Nathan,
baru saja aku akan menyelesaikan separuh ceritaku yang telah
melayang-layang di atas langit-langit kamarku. Tentang kamu, seseorang
yang memberikan sebuah pengharapan di atas kesedihan yang mendalam.
Nathan,
aku ragu-ragu melanjutkannya. Karena perasaan takut kamu akan merasa
bersalah jika kau membacanya. Tapi, kalau kau ada waktu, kunjungi rumah
laba-labaku ini untuk sekedar membaca kabarku saat itu. Jangan bosan
Nathan, seperti halnya aku yang tak pernah bosan mendo'a dengan sepenuh
keyakinan bahwa aku memaksa Tuhan untuk memberikanmu padaku. Aku ingin
memilikimu.
Nathan,
entah apa yang harus kutulis disini agar kamu mengerti separuh hati
yang jatuh hati dan separuh yang lainnya patah hati. Nathan, aku
berharap sebuah kecewa yang tak berujung ini segera menemukan muaranya,
karena akupun membatasi titik sabar yang pernah aku punya.
Sudahlah
Nathan, jangan membuatku semakin tak ingin menikmati hidup lebih
panjang lagi. Berhari-hari aku terkepung dalam selimut, ditemani segelas
air putih yang menghilangkan dahagaku. Tapi aku menyegajakan diri
mengabaikan obat-obatan itu tak tersentuh barang sebijipun. Mungkin kau
pikir aku ini bodoh melakukan hal-hal tak masuk akal yang merugikan diri
sendiri, tapi begitulah Nathan, aku benar-benar tidak lagi merasa ingin
menikmati hidup lebih panjang lagi...
Nathan,
dalam beberapa waktu yang lalu aku suka bermain di beranda rumahmu. Aku
suka memperhatikanmu dari jauh di balik semak-semak yang menjadi tempat
favoritku. Hingga saatnya kutemukan sesuatu yang mengiris hati, Nathan.
Lalu aku tak kan pernah lagi berkunjung ke rumahmu seperti biasa,
karena aku memilih ingin menepi dari semak-semak itu....
Nathan,
suatu hari kau akan mengerti kenapa tulisanku yang kutujukan padamu
seamburadul ini, karena seluruh diriku memang kau bikin berantakan. Hati
ini berantakan, jiwa ini berantakan, senyum ini hilang tersisa
senyum-senyum imitasi yang murahan. Apa kau tidak menyadari? Ah ya
Nathan, bagaimana kau akan menyadari keadaanku, sementara kau tidak
sedikitpun tertarik untuk tahu siapa di balik semak-semak yang
seringkali memergoki kamu yang asyik dengan hobbymu: menulis di bawah
rerimbunan bunga Tulip.
Nathan,
akupun bingung harus bagaimana aku memahamkanmu, bahwa di sini ada
gadis malang yang tak henti merengek pada Tuhannya untuk
memperkenalkanmu denganku, lalu kita bersama-sama menulis di sana di
tempat favoritmu. Nathan, kupikir senyumanmu itu memikat siapapun yang
melihatnya, termasuk aku.
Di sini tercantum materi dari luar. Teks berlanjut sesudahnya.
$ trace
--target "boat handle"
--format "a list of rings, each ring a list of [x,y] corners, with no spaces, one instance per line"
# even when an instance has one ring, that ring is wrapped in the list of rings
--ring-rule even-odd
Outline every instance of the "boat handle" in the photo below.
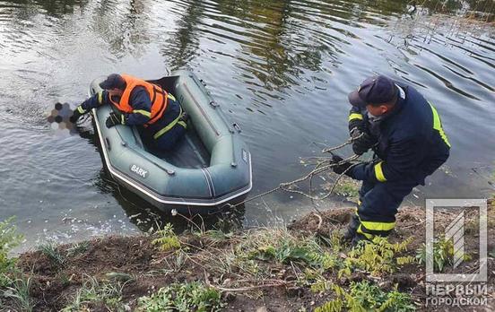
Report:
[[[107,149],[109,149],[109,151],[111,151],[112,148],[110,146],[110,140],[108,137],[105,137],[105,143],[107,145]]]

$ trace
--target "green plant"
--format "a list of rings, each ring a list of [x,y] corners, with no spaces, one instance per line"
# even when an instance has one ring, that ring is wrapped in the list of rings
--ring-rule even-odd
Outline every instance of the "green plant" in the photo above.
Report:
[[[333,286],[335,299],[317,307],[315,312],[337,312],[346,308],[350,311],[414,311],[411,297],[394,289],[384,292],[377,285],[367,281],[351,282],[349,291],[338,285]]]
[[[23,237],[17,234],[17,228],[12,225],[15,217],[10,217],[0,222],[0,288],[8,286],[11,276],[17,271],[16,258],[9,258],[9,252],[21,244]]]
[[[370,273],[374,276],[392,273],[401,265],[412,263],[411,256],[397,256],[407,250],[407,245],[412,238],[402,243],[391,244],[386,238],[377,237],[372,242],[361,242],[348,253],[344,267],[339,271],[339,276],[349,275],[358,268]]]
[[[334,268],[337,263],[336,256],[324,250],[316,237],[298,238],[286,230],[267,230],[239,246],[236,253],[248,259],[300,262],[324,270]]]
[[[67,256],[74,256],[85,253],[90,247],[90,243],[88,241],[82,241],[75,243],[67,249]]]
[[[138,299],[137,311],[220,311],[221,293],[199,282],[174,283]]]
[[[38,247],[43,255],[45,255],[50,263],[55,266],[64,266],[65,264],[65,257],[57,250],[54,243],[48,242]]]
[[[445,239],[441,237],[433,242],[433,270],[435,272],[443,272],[447,265],[452,265],[454,263],[454,244],[451,239]],[[465,254],[465,261],[471,259],[471,256]],[[416,251],[416,260],[418,264],[424,264],[426,263],[426,245],[422,246]]]
[[[4,291],[4,297],[12,298],[21,311],[32,311],[33,305],[30,298],[30,277],[18,277],[10,281],[10,286]]]
[[[334,192],[349,199],[357,199],[360,195],[360,184],[351,178],[344,177],[335,186]]]
[[[158,245],[158,247],[162,251],[176,249],[180,247],[180,241],[174,233],[174,228],[170,223],[167,223],[165,227],[157,231],[158,238],[152,241],[152,244]]]
[[[62,312],[89,311],[91,304],[102,304],[109,311],[125,311],[121,301],[122,290],[126,283],[99,282],[94,277],[90,277],[77,290],[70,304]]]

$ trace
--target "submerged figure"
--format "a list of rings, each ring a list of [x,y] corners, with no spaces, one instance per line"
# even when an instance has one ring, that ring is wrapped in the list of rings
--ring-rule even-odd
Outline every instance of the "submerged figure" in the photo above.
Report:
[[[74,109],[73,123],[91,108],[109,104],[117,109],[107,118],[107,127],[138,126],[144,140],[159,150],[171,150],[186,134],[187,114],[174,96],[160,86],[127,74],[112,74],[100,87],[103,91]]]
[[[375,152],[372,161],[334,168],[362,181],[356,214],[344,234],[355,245],[390,233],[404,198],[447,160],[450,143],[437,109],[411,86],[374,76],[351,92],[349,101],[353,152]],[[334,156],[334,161],[343,159]]]

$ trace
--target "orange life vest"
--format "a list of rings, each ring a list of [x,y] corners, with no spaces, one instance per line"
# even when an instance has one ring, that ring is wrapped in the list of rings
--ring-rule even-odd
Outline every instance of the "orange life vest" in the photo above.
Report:
[[[144,126],[154,124],[158,119],[160,119],[160,117],[161,117],[161,116],[163,116],[163,112],[167,109],[167,91],[158,85],[150,83],[142,79],[135,78],[128,74],[121,74],[121,76],[126,81],[126,90],[124,90],[118,102],[114,101],[112,97],[110,97],[110,101],[118,108],[118,110],[125,113],[133,113],[134,108],[129,104],[131,92],[135,87],[144,87],[150,95],[150,100],[152,100],[152,114],[150,120],[144,125]]]

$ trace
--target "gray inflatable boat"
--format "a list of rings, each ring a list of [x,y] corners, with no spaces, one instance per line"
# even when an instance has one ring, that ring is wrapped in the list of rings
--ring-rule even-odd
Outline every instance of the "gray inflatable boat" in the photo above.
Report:
[[[90,95],[100,91],[95,79]],[[219,104],[191,72],[150,81],[173,94],[189,114],[187,132],[173,152],[159,152],[135,126],[107,128],[112,108],[92,110],[104,166],[123,186],[157,208],[204,213],[242,201],[252,187],[251,154],[240,128],[227,121]]]

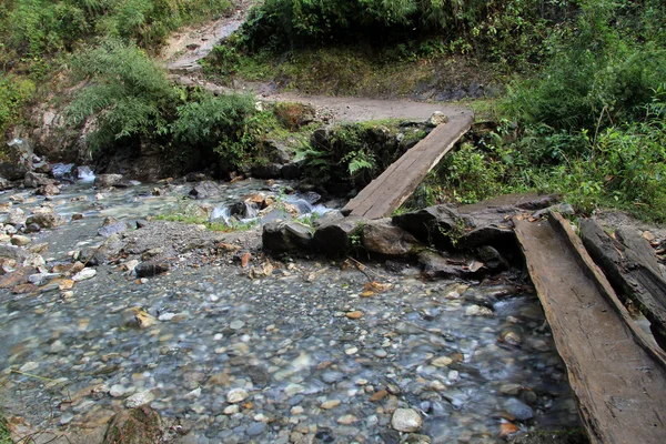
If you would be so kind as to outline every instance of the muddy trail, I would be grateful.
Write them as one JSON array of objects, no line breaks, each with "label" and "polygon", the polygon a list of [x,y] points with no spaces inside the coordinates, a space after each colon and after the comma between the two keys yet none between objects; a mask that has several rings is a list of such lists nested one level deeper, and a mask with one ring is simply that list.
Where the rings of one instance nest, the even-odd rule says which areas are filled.
[{"label": "muddy trail", "polygon": [[363,122],[384,119],[410,121],[427,120],[435,111],[450,118],[471,114],[463,105],[426,103],[414,100],[382,100],[359,97],[303,95],[281,91],[275,84],[260,82],[236,82],[233,87],[220,85],[203,79],[202,59],[214,46],[235,32],[248,17],[253,3],[243,0],[235,11],[202,27],[189,28],[173,36],[162,51],[161,60],[172,79],[185,85],[199,85],[214,93],[253,93],[266,102],[297,102],[314,107],[317,114],[330,122]]}]

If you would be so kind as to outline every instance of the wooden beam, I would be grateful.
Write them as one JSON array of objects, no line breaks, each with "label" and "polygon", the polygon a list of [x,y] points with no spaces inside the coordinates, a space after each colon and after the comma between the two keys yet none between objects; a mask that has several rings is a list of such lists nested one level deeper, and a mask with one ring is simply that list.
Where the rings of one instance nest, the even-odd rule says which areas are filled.
[{"label": "wooden beam", "polygon": [[666,355],[634,325],[568,221],[514,218],[592,443],[666,436]]}]

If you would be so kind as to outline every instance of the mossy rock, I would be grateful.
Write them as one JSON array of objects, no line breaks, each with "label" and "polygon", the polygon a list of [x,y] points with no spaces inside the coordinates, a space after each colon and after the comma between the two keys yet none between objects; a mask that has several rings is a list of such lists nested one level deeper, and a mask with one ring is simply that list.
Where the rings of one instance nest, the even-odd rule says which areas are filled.
[{"label": "mossy rock", "polygon": [[123,410],[111,418],[103,444],[154,444],[161,442],[162,421],[148,405]]}]

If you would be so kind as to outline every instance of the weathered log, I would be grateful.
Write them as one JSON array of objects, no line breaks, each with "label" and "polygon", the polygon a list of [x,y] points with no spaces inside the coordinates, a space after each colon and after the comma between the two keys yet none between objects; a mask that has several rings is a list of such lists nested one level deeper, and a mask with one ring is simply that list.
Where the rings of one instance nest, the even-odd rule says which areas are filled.
[{"label": "weathered log", "polygon": [[592,443],[663,443],[666,354],[636,326],[568,221],[515,232]]},{"label": "weathered log", "polygon": [[666,280],[647,241],[630,230],[612,238],[592,219],[581,221],[581,236],[613,287],[636,304],[666,350]]}]

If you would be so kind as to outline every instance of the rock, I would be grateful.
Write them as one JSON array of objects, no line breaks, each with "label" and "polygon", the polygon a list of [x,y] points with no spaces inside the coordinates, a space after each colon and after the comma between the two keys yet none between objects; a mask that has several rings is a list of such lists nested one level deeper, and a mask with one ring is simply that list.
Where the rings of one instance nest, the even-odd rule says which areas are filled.
[{"label": "rock", "polygon": [[34,223],[42,229],[52,229],[64,224],[64,219],[54,213],[39,213],[32,214],[30,218],[28,218],[26,223],[28,225]]},{"label": "rock", "polygon": [[90,268],[83,269],[79,273],[77,273],[72,276],[72,281],[74,281],[74,282],[85,281],[85,280],[94,278],[95,274],[97,274],[97,270],[94,270],[94,269],[90,269]]},{"label": "rock", "polygon": [[418,263],[427,279],[473,278],[478,271],[461,265],[463,259],[445,258],[430,250],[418,253]]},{"label": "rock", "polygon": [[158,274],[167,273],[171,270],[171,264],[169,262],[160,262],[160,261],[147,261],[141,262],[134,269],[138,278],[151,278]]},{"label": "rock", "polygon": [[335,408],[341,404],[340,400],[329,400],[329,401],[324,401],[322,403],[322,405],[320,405],[320,408],[323,410],[331,410],[331,408]]},{"label": "rock", "polygon": [[396,408],[391,417],[391,426],[398,432],[416,432],[422,424],[421,415],[414,408]]},{"label": "rock", "polygon": [[360,241],[360,228],[365,219],[349,216],[320,225],[314,232],[313,246],[330,255],[339,256],[352,249],[352,241]]},{"label": "rock", "polygon": [[528,421],[534,417],[534,411],[515,397],[504,402],[504,410],[518,421]]},{"label": "rock", "polygon": [[502,258],[502,254],[491,245],[480,246],[476,253],[485,266],[493,271],[508,269],[508,262],[506,262],[506,260]]},{"label": "rock", "polygon": [[356,421],[359,421],[359,418],[354,415],[343,415],[337,418],[336,423],[342,425],[350,425],[354,424]]},{"label": "rock", "polygon": [[432,443],[432,440],[430,438],[430,436],[418,435],[416,433],[408,435],[402,442],[402,444],[431,444],[431,443]]},{"label": "rock", "polygon": [[109,390],[109,394],[112,397],[127,397],[127,396],[133,394],[134,392],[137,392],[137,387],[124,386],[124,385],[121,385],[121,384],[114,384]]},{"label": "rock", "polygon": [[134,393],[130,397],[125,400],[125,407],[135,408],[145,404],[150,404],[155,400],[155,395],[150,391],[145,390],[143,392]]},{"label": "rock", "polygon": [[23,225],[27,220],[28,216],[26,215],[26,212],[20,208],[14,208],[9,211],[6,223],[9,223],[10,225]]},{"label": "rock", "polygon": [[28,244],[32,243],[32,239],[28,238],[28,236],[23,236],[20,234],[14,234],[13,236],[11,236],[11,244],[12,245],[17,245],[17,246],[26,246]]},{"label": "rock", "polygon": [[238,404],[243,402],[250,396],[250,394],[244,389],[232,389],[226,394],[226,402],[230,404]]},{"label": "rock", "polygon": [[266,163],[252,167],[252,176],[258,179],[280,179],[282,176],[280,163]]},{"label": "rock", "polygon": [[442,111],[433,112],[427,120],[428,127],[437,127],[445,123],[448,123],[448,115],[444,114]]},{"label": "rock", "polygon": [[30,258],[30,253],[18,246],[0,244],[0,258],[8,258],[13,259],[17,262],[23,262]]},{"label": "rock", "polygon": [[222,190],[215,182],[202,181],[195,184],[194,188],[190,190],[189,194],[193,199],[206,199],[216,196],[223,191],[224,190]]},{"label": "rock", "polygon": [[37,189],[36,194],[46,195],[47,198],[58,195],[60,194],[60,186],[53,184],[43,185]]},{"label": "rock", "polygon": [[119,234],[128,230],[127,222],[115,222],[109,225],[104,225],[98,230],[98,234],[102,238],[110,238],[113,234]]},{"label": "rock", "polygon": [[389,256],[410,254],[418,246],[418,241],[390,220],[371,221],[363,225],[363,246],[371,253]]},{"label": "rock", "polygon": [[97,188],[111,188],[120,181],[122,181],[122,174],[99,174],[94,178],[94,185]]},{"label": "rock", "polygon": [[27,139],[13,139],[7,147],[2,150],[7,159],[0,162],[0,175],[10,181],[21,180],[32,170],[32,143]]},{"label": "rock", "polygon": [[393,224],[410,232],[426,245],[435,244],[442,249],[450,249],[452,233],[464,226],[465,221],[453,206],[435,205],[395,215]]},{"label": "rock", "polygon": [[448,356],[440,356],[440,357],[435,357],[434,360],[432,360],[431,364],[434,365],[435,367],[446,367],[446,366],[453,364],[453,360]]},{"label": "rock", "polygon": [[29,223],[23,229],[23,232],[28,233],[28,234],[30,234],[30,233],[39,233],[40,231],[41,231],[41,228],[37,223]]},{"label": "rock", "polygon": [[264,423],[261,423],[261,422],[252,423],[252,424],[250,424],[248,430],[245,430],[245,434],[248,436],[258,436],[258,435],[261,435],[265,428],[266,428],[266,424],[264,424]]},{"label": "rock", "polygon": [[46,185],[54,185],[56,181],[53,179],[49,179],[46,174],[28,171],[23,179],[23,184],[26,188],[40,188]]},{"label": "rock", "polygon": [[7,179],[0,176],[0,191],[11,190],[13,188],[13,183],[8,181]]},{"label": "rock", "polygon": [[[150,393],[150,392],[149,392]],[[162,442],[160,415],[148,405],[123,410],[109,424],[102,444],[154,444]]]},{"label": "rock", "polygon": [[270,222],[263,226],[263,249],[274,253],[309,250],[312,246],[312,229],[300,222]]}]

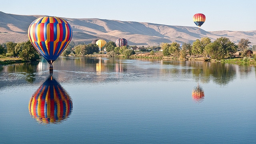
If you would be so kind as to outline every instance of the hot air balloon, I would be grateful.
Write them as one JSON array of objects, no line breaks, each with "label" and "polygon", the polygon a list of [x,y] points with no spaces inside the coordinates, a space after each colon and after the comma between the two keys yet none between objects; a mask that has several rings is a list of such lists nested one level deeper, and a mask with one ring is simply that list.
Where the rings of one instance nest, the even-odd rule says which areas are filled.
[{"label": "hot air balloon", "polygon": [[52,63],[61,54],[71,40],[72,28],[62,18],[45,16],[30,24],[28,30],[33,46],[48,62],[50,70]]},{"label": "hot air balloon", "polygon": [[116,41],[116,45],[117,47],[122,47],[127,45],[127,40],[125,38],[120,38]]},{"label": "hot air balloon", "polygon": [[204,100],[204,92],[199,84],[194,87],[192,90],[192,98],[196,102],[201,102]]},{"label": "hot air balloon", "polygon": [[205,21],[205,16],[203,14],[196,14],[193,17],[194,22],[199,27]]},{"label": "hot air balloon", "polygon": [[96,44],[99,47],[99,50],[100,51],[102,51],[102,49],[103,46],[107,43],[106,40],[99,40],[96,42]]},{"label": "hot air balloon", "polygon": [[28,105],[32,117],[45,124],[62,122],[68,117],[72,108],[71,98],[52,76],[36,91]]},{"label": "hot air balloon", "polygon": [[92,41],[92,44],[96,44],[96,42],[97,42],[97,41],[98,40],[99,40],[99,39],[95,39],[93,40],[93,41]]}]

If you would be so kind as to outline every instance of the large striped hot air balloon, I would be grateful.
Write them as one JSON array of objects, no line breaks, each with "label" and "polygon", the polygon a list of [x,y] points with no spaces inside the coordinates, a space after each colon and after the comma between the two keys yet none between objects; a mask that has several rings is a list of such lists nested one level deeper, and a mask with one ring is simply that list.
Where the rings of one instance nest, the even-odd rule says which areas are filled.
[{"label": "large striped hot air balloon", "polygon": [[99,40],[96,42],[96,44],[99,47],[99,50],[101,51],[102,50],[102,48],[103,46],[107,42],[105,40]]},{"label": "large striped hot air balloon", "polygon": [[30,114],[42,124],[61,122],[68,117],[72,108],[71,98],[52,76],[36,91],[28,105]]},{"label": "large striped hot air balloon", "polygon": [[117,47],[122,47],[127,45],[127,40],[125,38],[118,38],[116,41],[116,45]]},{"label": "large striped hot air balloon", "polygon": [[62,18],[45,16],[35,20],[28,28],[28,38],[33,46],[48,62],[52,63],[71,40],[72,28]]},{"label": "large striped hot air balloon", "polygon": [[193,17],[194,22],[198,26],[200,27],[205,21],[205,16],[203,14],[196,14]]},{"label": "large striped hot air balloon", "polygon": [[201,102],[204,100],[204,92],[199,84],[194,87],[192,90],[192,98],[196,102]]},{"label": "large striped hot air balloon", "polygon": [[96,44],[96,42],[97,42],[97,40],[99,40],[99,39],[95,39],[93,41],[92,41],[92,44]]}]

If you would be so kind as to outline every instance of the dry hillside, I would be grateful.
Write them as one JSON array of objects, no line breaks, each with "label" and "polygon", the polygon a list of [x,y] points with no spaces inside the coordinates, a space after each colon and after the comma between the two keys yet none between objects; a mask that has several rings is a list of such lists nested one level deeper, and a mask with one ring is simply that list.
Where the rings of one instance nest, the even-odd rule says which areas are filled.
[{"label": "dry hillside", "polygon": [[[0,12],[0,43],[20,42],[28,40],[29,25],[36,19],[45,16],[25,16]],[[235,43],[242,38],[248,39],[251,45],[256,45],[256,30],[206,32],[196,27],[174,26],[134,22],[99,19],[65,18],[72,27],[72,41],[90,43],[95,39],[115,42],[125,38],[130,45],[158,46],[162,42],[174,42],[192,43],[197,39],[208,37],[212,41],[222,36]]]}]

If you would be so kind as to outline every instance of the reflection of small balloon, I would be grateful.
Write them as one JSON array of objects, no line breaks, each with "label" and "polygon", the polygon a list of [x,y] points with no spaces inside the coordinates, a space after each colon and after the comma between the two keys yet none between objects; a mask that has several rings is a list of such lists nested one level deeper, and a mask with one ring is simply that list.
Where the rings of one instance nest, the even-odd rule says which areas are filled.
[{"label": "reflection of small balloon", "polygon": [[200,27],[205,21],[205,16],[203,14],[196,14],[194,15],[193,20],[198,26]]},{"label": "reflection of small balloon", "polygon": [[106,40],[99,40],[96,42],[96,44],[97,44],[99,47],[99,50],[100,51],[102,51],[102,47],[107,42]]},{"label": "reflection of small balloon", "polygon": [[125,38],[118,38],[116,41],[116,45],[117,47],[122,47],[127,45],[127,40]]},{"label": "reflection of small balloon", "polygon": [[71,40],[72,31],[63,19],[45,16],[33,22],[28,34],[33,46],[51,66]]},{"label": "reflection of small balloon", "polygon": [[204,92],[202,88],[198,84],[192,90],[192,98],[198,102],[200,102],[204,98]]},{"label": "reflection of small balloon", "polygon": [[39,123],[59,123],[68,117],[73,108],[68,93],[52,76],[32,96],[28,110],[32,117]]}]

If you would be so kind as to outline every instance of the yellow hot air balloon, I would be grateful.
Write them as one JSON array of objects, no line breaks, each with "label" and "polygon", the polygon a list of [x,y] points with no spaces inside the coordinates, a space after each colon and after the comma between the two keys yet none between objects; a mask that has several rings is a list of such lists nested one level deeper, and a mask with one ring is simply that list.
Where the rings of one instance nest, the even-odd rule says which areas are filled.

Tapi aku sadar bahwa ternyata senyummu itu
memiliki makna tersendiri yang baru kupahami setelah tanpa sengaja aku
membaca beberapa tulisan lawas yang pernah kau publikasi...
Lalu
sampai di sini Nathan, aku hanya berharap akan ada jawaban termanis
dari bisikan-bisikan doa yang belum sempat Tuhan jawab padaku. Aku
memilih menyerah untuk tidak lagi memaksa Tuhan seperti kemarin-kemarin,
agar aku tak lagi merasa sakit hati, agar aku tak lagi merasa
dikecewakan, agar aku belajar untuk menguatkan diri sendiri tanpa
siapapun termasuk kamu Nathan.
Nathan,
aku pamit untuk tidak lagi menjadi bayang-bayang kecil yang berada di
dekatmu. Kalau kau merasa kehilangan, tengoklah rumahku ini yang mungkin
suatu saat akan kutinggalkan tanpa bekas... Aku hanya meninggalkan
sebuah surat paling rahasia yang jika kau temukan, mungkin kau sudah
berada di posisi orang paling bahagia.